Set up the environment
# import libraries
library(factoextra)
## Welcome! Want to learn more? See two factoextra-related books at https://goo.gl/ve3WBa
# clear env vars
rm(list =ls())
# set.seed for reproducibility
set.seed(42)
# load iris table and investigate
iris <- read.table("C:/Users/keith/OneDrive/Desktop/iris.txt", sep="")
head(iris)
## Sepal.Length Sepal.Width Petal.Length Petal.Width Species
## 1 5.1 3.5 1.4 0.2 setosa
## 2 4.9 3.0 1.4 0.2 setosa
## 3 4.7 3.2 1.3 0.2 setosa
## 4 4.6 3.1 1.5 0.2 setosa
## 5 5.0 3.6 1.4 0.2 setosa
## 6 5.4 3.9 1.7 0.4 setosa
plot(iris)
summary(iris)
## Sepal.Length Sepal.Width Petal.Length Petal.Width
## Min. :4.300 Min. :2.000 Min. :1.000 Min. :0.100
## 1st Qu.:5.100 1st Qu.:2.800 1st Qu.:1.600 1st Qu.:0.300
## Median :5.800 Median :3.000 Median :4.350 Median :1.300
## Mean :5.843 Mean :3.057 Mean :3.758 Mean :1.199
## 3rd Qu.:6.400 3rd Qu.:3.300 3rd Qu.:5.100 3rd Qu.:1.800
## Max. :7.900 Max. :4.400 Max. :6.900 Max. :2.500
## Species
## Length:150
## Class :character
## Mode :character
##
##
##
mapping<- c("versicolor"=1,"virginica"=2,"setosa"=3)
iris$Species<- mapping[iris$Species]
#remove species column for clustering
filtered_iris<-iris[,1:4]
#view summary of loaded data as check
head(filtered_iris)
## Sepal.Length Sepal.Width Petal.Length Petal.Width
## 1 5.1 3.5 1.4 0.2
## 2 4.9 3.0 1.4 0.2
## 3 4.7 3.2 1.3 0.2
## 4 4.6 3.1 1.5 0.2
## 5 5.0 3.6 1.4 0.2
## 6 5.4 3.9 1.7 0.4
#Set seed so random variables can be replicated
set.seed(42)
# Use the elbow method to find the optimal number of k
# this function outputs plot to evaluate ideal # clusters
fviz_nbclust(filtered_iris, kmeans, method ="wss")
k_means<- kmeans(filtered_iris,centers=3,nstart=25)
#output clustering information
str(k_means)
## List of 9
## $ cluster : Named int [1:150] 3 3 3 3 3 3 3 3 3 3 ...
## ..- attr(*, "names")= chr [1:150] "1" "2" "3" "4" ...
## $ centers : num [1:3, 1:4] 6.85 5.9 5.01 3.07 2.75 ...
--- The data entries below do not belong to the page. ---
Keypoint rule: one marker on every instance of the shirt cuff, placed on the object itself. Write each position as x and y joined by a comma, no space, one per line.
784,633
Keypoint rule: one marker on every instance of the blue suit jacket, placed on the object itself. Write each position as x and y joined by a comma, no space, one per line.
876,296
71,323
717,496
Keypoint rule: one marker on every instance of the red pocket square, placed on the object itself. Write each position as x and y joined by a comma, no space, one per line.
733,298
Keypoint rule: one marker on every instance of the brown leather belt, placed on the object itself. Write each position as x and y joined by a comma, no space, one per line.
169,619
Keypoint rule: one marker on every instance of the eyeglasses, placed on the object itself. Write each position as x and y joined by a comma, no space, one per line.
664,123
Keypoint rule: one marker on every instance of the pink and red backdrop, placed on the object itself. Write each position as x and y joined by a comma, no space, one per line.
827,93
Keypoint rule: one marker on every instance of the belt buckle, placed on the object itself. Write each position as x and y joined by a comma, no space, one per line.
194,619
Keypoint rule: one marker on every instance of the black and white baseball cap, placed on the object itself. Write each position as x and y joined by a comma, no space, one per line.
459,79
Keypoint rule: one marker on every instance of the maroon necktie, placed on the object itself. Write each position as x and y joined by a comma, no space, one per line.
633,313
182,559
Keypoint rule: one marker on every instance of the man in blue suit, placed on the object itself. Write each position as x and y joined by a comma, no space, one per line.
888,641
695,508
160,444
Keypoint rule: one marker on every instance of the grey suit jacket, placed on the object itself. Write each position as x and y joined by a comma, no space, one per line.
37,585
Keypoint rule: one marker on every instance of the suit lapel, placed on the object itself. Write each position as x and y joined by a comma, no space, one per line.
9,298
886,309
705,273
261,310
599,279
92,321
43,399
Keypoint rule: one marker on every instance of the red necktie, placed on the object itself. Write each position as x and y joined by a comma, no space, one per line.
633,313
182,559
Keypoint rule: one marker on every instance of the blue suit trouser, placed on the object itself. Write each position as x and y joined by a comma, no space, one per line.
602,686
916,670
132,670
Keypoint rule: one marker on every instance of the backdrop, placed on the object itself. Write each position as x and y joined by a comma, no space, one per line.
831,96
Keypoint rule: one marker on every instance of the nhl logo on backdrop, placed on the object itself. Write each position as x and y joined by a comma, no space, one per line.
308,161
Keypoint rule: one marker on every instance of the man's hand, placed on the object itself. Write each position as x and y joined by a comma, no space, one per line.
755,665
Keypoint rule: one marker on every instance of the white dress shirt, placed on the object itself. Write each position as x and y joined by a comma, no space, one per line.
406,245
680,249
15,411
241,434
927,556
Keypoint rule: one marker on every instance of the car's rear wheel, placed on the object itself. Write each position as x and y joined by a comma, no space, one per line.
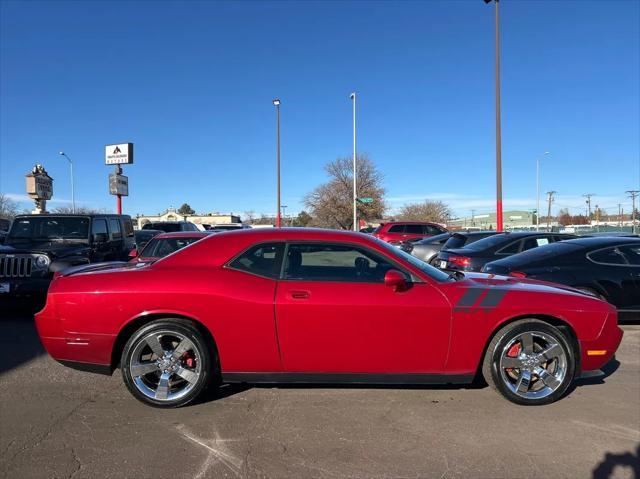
530,362
167,363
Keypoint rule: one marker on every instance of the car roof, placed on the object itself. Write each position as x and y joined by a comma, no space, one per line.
603,241
182,234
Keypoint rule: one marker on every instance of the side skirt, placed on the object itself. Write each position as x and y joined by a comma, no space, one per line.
346,378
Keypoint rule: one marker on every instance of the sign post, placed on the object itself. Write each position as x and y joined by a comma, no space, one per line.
118,154
39,188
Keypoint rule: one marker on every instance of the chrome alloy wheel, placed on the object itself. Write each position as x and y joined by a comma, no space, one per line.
533,364
165,365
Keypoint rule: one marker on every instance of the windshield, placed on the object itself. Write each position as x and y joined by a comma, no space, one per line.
161,247
434,273
47,228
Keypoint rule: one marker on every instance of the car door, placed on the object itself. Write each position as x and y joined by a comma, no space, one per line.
100,250
615,276
335,315
632,254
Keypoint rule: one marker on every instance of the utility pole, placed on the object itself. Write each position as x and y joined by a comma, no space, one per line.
276,103
355,173
550,200
633,194
498,128
588,201
620,214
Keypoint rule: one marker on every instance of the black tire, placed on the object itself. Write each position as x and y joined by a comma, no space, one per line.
504,381
200,369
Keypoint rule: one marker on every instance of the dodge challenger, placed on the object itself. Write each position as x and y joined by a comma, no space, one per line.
307,305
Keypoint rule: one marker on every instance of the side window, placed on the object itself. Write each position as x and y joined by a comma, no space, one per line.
334,262
632,253
414,229
512,248
531,243
128,228
99,226
116,232
263,260
607,256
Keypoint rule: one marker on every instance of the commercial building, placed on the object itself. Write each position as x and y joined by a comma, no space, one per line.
487,221
171,214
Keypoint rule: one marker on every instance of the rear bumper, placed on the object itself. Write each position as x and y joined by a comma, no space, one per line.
595,354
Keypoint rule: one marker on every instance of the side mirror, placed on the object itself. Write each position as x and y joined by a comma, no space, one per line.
395,280
100,237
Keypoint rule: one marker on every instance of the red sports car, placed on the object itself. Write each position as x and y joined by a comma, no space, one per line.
306,305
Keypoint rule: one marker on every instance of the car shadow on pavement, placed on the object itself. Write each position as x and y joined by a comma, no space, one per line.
607,468
19,341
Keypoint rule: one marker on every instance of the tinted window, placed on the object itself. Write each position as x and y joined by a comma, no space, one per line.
632,253
607,256
116,232
161,247
42,227
332,262
263,260
489,242
432,230
99,226
512,248
414,229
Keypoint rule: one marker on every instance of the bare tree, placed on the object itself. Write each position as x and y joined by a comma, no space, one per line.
331,204
8,207
429,210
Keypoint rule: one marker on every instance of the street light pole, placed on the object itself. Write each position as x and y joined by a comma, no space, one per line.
276,103
355,173
499,220
73,195
538,191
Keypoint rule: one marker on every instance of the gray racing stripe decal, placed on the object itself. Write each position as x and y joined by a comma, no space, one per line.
470,297
493,298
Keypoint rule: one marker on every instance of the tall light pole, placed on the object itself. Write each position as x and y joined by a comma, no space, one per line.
538,190
276,103
73,195
355,173
500,225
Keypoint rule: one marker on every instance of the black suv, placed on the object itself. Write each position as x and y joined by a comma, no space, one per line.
39,245
171,226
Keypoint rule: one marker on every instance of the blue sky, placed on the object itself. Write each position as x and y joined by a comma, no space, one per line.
191,84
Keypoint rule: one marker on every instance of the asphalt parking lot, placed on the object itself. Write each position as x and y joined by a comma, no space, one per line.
59,423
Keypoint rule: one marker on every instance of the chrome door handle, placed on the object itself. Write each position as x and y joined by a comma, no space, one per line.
299,294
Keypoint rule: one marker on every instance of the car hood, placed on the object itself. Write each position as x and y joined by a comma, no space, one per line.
52,249
520,284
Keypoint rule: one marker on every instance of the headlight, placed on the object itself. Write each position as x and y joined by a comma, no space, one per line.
42,261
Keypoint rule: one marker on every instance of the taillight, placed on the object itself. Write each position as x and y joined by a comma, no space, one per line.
461,261
517,274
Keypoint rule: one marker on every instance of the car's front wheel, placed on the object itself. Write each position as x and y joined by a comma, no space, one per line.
167,363
530,362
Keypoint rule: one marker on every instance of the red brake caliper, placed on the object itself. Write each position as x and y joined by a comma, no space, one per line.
513,353
188,359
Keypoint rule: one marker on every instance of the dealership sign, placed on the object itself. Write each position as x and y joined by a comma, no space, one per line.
119,154
39,184
118,185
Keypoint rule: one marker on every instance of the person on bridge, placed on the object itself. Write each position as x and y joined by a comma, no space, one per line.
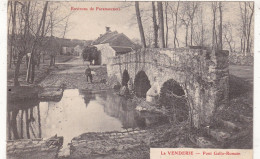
88,73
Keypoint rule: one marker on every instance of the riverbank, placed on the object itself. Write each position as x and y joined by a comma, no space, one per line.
136,143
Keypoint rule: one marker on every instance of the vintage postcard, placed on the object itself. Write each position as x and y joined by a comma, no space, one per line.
130,80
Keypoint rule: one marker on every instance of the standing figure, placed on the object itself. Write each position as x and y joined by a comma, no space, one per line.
88,73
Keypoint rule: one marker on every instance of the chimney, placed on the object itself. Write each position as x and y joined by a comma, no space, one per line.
108,29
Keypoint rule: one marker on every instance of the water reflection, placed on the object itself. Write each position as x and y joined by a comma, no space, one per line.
78,112
24,120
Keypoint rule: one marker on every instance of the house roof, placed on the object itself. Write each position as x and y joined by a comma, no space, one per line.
122,49
105,37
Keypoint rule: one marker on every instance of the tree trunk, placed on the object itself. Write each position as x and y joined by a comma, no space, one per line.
33,51
161,25
214,42
248,48
175,25
166,23
186,37
191,32
13,33
140,25
33,70
17,71
155,27
220,27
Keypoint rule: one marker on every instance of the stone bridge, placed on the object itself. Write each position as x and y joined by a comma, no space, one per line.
202,74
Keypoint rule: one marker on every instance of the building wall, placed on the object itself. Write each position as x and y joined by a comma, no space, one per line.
106,53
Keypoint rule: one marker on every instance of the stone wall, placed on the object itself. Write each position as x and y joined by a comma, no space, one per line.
202,74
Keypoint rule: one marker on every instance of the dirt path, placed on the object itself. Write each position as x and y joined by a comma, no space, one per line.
74,77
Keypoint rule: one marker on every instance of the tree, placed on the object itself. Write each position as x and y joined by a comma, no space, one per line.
220,26
140,25
13,17
166,23
161,25
155,26
214,33
174,15
228,37
246,14
191,12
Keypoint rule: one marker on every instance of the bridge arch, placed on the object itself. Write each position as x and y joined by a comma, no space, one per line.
141,84
173,97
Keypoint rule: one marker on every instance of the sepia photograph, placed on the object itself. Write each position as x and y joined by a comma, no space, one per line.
115,80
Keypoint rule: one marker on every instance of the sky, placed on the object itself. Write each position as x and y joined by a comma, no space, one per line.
88,25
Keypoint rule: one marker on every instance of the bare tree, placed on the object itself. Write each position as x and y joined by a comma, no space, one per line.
13,17
166,23
191,10
228,36
214,33
140,25
155,26
220,25
161,25
246,14
174,15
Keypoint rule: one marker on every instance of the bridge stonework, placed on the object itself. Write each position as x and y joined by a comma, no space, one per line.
203,75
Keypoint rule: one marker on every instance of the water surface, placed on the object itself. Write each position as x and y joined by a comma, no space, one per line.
78,112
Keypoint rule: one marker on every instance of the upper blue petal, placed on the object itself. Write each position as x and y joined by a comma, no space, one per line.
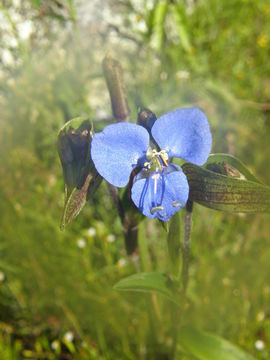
117,149
184,133
161,194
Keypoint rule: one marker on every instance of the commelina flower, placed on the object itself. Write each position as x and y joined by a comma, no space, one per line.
160,188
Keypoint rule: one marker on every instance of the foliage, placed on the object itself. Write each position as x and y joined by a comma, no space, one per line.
210,54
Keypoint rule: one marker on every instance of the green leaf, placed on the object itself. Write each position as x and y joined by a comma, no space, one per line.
76,200
174,243
148,282
221,162
80,176
226,193
206,346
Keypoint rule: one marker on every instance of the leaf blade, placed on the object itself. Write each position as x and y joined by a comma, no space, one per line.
225,193
147,282
207,346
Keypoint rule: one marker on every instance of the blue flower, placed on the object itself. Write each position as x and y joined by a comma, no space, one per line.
160,188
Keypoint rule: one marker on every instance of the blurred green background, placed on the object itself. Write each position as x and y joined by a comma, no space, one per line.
56,296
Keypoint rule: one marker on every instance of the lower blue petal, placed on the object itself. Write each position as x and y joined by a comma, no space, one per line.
161,194
117,150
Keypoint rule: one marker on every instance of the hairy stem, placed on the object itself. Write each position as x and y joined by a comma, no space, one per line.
186,245
113,74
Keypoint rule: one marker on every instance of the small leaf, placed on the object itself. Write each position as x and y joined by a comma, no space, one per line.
226,193
174,242
221,161
76,200
80,176
206,346
148,282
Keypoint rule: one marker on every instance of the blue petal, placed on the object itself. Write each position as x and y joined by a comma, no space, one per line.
117,150
184,133
161,194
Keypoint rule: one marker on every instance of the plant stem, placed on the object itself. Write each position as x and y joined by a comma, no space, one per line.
186,245
113,74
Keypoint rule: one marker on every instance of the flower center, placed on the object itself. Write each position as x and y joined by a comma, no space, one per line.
156,159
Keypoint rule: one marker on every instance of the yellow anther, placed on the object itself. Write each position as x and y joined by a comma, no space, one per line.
177,203
147,165
156,209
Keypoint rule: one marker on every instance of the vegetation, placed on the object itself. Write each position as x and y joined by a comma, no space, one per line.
57,299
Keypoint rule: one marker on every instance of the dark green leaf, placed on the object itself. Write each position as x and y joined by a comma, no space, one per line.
226,193
205,346
148,282
227,164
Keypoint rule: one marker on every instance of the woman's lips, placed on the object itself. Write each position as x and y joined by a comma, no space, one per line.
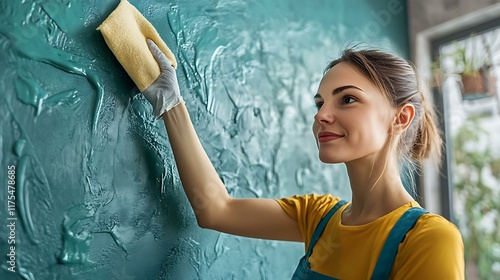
328,136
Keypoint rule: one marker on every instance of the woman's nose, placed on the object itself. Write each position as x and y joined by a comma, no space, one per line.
324,116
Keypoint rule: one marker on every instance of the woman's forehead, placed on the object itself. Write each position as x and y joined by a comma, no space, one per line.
344,74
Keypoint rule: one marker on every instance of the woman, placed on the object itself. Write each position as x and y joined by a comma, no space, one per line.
371,116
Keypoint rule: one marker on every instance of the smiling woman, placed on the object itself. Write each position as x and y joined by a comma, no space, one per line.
371,116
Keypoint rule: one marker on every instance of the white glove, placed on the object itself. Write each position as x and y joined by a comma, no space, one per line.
164,93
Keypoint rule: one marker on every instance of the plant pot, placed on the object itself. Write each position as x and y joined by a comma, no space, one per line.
478,85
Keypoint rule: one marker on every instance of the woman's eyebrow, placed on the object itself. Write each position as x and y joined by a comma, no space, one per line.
339,90
342,88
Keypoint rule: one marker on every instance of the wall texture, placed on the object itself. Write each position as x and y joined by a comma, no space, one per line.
96,190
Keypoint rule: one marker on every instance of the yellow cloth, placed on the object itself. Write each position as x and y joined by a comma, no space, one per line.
433,249
125,31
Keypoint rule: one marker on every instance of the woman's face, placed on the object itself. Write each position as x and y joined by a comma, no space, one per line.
353,118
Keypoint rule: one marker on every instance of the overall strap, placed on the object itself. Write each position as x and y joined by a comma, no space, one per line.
321,226
396,236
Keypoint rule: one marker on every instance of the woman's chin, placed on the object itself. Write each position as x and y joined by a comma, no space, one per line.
330,159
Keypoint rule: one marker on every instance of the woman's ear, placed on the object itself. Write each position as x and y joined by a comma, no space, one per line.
404,117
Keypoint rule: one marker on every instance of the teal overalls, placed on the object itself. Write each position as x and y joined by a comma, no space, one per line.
387,255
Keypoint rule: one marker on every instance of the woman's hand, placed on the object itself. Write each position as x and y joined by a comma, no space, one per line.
164,93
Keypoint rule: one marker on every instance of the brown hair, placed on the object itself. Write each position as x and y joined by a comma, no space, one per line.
397,79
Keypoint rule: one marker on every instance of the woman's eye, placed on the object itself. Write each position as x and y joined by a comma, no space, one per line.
348,99
319,105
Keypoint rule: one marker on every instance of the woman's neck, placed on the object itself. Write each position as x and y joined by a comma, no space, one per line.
376,191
## ..- attr(*, "dimnames")=List of 2
## .. ..$ : chr [1:3] "1" "2" "3"
## .. ..$ : chr [1:4] "Sepal.Length" "Sepal.Width" "Petal.Length" "Petal.Width"
## $ totss : num 681
## $ withinss : num [1:3] 23.9 39.8 15.2
## $ tot.withinss: num 78.9
## $ betweenss : num 603
## $ size : int [1:3] 38 62 50
## $ iter : int 2
## $ ifault : int 0
## - attr(*, "class")= chr "kmeans"
#store species predictions in vector for comparison
pred<- k_means$cluster
#Calculate # of correct species predictions
accuracy<- sum(pred == iris[,5]) / nrow(filtered_iris)
accuracy
## [1] 0.44
I don’t really know what happened such that the accuracy came up to 44%.